Zepim Special Precautions





Full Prescribing Info
Special Precautions
Prescribing Cefepime HCl in the absence of proven or strongly suspected bacterial infection or a prophylactic indication is unlikely to provide benefit to the patient and increases the risk of the development of drug-resistant bacteria. As with other antimicrobials, prolonged use of it may result in overgrowth of nonsusceptible microorganisms. Repeated evaluation of the patient's condition is essential. Should superinfection occur during therapy, appropriate measures should be taken. Many cephalosporins, including cefepime, have been associated with a fall in prothrombin activity. Those at risk include patients with renal or hepatic impairment, or p.o. nutritional state, as well as patients receiving a protracted course of antimicrobial therapy. Prothrombin time should be monitored in patients at risk, and exogenous vitamin K administered as indicated. Positive direct Coombs' tests have been reported during treatment with Cefepime HCl. In hematologic studies or in transfusion cross-matching procedures when antiglobulin tests are performed on the minor side or in Coombs' testing of newborns whose mothers have received cephalosporin antibiotics before parturition, it should be recognized that a positive Coombs' test may be due to the drug. It should be prescribed with caution in individuals with a history of gastrointestinal disease, particularly colitis. Arginine has been shown to alter glucose metabolism and elevate serum potassium transiently when administered at 33 times the amount provided by the maximum recommended human dose of Cefepime. The effect of lower doses is not presently known.

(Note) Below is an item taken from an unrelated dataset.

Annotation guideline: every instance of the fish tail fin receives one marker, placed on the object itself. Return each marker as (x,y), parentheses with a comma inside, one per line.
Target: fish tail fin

Carcinogenesis, Mutagenesis, and Impairment of Fertility: No long-term animal carcinogenicity studies have been conducted with cefepime. A battery of in vivo and in vitro genetic toxicity tests, including the Ames Salmonella reverse mutation assay, CHO/HGPRT mammalian cell forward gene mutation assay, chromosomal aberration and sister chromatid exchange assays in human lymphocytes, CHO fibroblast clastogenesis assay, and cytogenetic and micronucleus assays in mice were conducted. The overall conclusion of these tests indicated no definitive evidence of genotoxic potential. No untoward effects on fertility or reproduction have been observed in rats, mice, and rabbits when cefepime is administered subcutaneously at 1 to 4 times the recommended maximum human dose calculated on a mg/m2 basis.

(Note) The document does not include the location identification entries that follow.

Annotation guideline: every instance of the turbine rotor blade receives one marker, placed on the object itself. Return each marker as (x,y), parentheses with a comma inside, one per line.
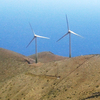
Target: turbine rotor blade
(62,36)
(76,34)
(67,22)
(41,36)
(31,28)
(30,42)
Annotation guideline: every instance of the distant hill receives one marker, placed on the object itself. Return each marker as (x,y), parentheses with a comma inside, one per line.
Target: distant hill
(12,63)
(79,78)
(47,57)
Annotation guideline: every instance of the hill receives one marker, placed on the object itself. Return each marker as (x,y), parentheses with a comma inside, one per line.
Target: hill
(79,78)
(47,57)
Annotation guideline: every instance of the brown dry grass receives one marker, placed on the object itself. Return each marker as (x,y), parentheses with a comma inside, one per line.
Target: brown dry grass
(79,79)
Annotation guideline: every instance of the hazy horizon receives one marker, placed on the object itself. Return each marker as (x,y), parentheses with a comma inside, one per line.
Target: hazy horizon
(48,19)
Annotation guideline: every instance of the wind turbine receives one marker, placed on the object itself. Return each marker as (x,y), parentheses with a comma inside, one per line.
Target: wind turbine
(35,37)
(69,32)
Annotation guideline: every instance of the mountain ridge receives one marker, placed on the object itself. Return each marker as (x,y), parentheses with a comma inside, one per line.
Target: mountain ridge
(78,78)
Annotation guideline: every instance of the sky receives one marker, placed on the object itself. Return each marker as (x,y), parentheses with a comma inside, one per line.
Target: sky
(48,18)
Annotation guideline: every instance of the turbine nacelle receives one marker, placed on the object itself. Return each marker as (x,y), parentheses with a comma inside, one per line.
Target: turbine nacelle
(69,32)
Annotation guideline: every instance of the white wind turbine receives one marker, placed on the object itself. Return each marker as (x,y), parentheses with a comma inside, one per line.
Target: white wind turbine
(69,32)
(35,37)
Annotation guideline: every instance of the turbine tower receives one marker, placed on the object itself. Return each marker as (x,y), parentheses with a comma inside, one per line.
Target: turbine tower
(69,32)
(35,37)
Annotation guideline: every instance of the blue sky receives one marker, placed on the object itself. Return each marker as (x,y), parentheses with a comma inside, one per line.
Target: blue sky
(47,18)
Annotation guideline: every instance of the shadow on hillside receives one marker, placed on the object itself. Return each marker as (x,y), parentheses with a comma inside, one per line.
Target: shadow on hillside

Use in children: The safety and effectiveness of cefepime in the treatment of uncomplicated and complicated urinary tract infections (including pyelonephritis), uncomplicated skin and skin structure infections, pneumonia, and as empiric therapy for febrile neutropenic patients have been established in the age groups 2 months up to 16 years. Use of Cefepime in these age groups is supported by evidence from adequate and well controlled studies of cefepime in adults with additional pharmacokinetic and safety data from pediatric trials. Safety and effectiveness in pediatric patients below the age of 2 months have not been established. There are insufficient clinical data to support the use of Cefepime HCl in pediatric patients under 2 months of age or for the treatment of serious infections in the pediatric population where the suspected or proven pathogen is Haemophilus influenzae type b.

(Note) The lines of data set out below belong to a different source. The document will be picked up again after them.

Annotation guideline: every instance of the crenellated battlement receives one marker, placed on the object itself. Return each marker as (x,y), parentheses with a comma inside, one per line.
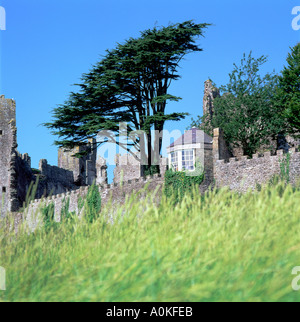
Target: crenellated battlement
(267,154)
(243,173)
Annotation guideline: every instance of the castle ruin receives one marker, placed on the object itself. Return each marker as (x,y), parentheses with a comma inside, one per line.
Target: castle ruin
(16,174)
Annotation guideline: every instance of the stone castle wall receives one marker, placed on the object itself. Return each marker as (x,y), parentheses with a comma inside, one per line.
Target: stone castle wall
(241,175)
(7,146)
(129,168)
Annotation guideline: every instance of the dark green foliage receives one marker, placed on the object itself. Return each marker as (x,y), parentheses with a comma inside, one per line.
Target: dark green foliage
(93,203)
(66,215)
(285,168)
(246,110)
(151,170)
(130,84)
(48,216)
(288,94)
(178,183)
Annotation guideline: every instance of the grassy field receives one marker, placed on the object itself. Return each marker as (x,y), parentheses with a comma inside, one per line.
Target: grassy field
(224,247)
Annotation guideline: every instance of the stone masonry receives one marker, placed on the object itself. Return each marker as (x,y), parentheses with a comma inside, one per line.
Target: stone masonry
(17,176)
(241,174)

Use in elderly: Of the more than 6400 adults treated with Cefepime HCl in clinical studies, 35% were 65 years or older while 16% were 75 years or older. When geriatric patients received the usual recommended adult dose, clinical efficacy and safety were comparable to clinical efficacy and safety in nongeriatric adult patients.
Serious adverse events have occurred in geriatric patients with renal insufficiency given unadjusted doses of cefepime, including life-threatening or fatal occurrences of the following: encephalopathy, myoclonus, and seizures. This drug is known to be substantially excreted by the kidney, and the risk of toxic reactions to this drug may be greater in patients with impaired renal function. Because elderly patients are more likely to have decreased renal function, care should be taken in dose selection, and renal function should be monitored.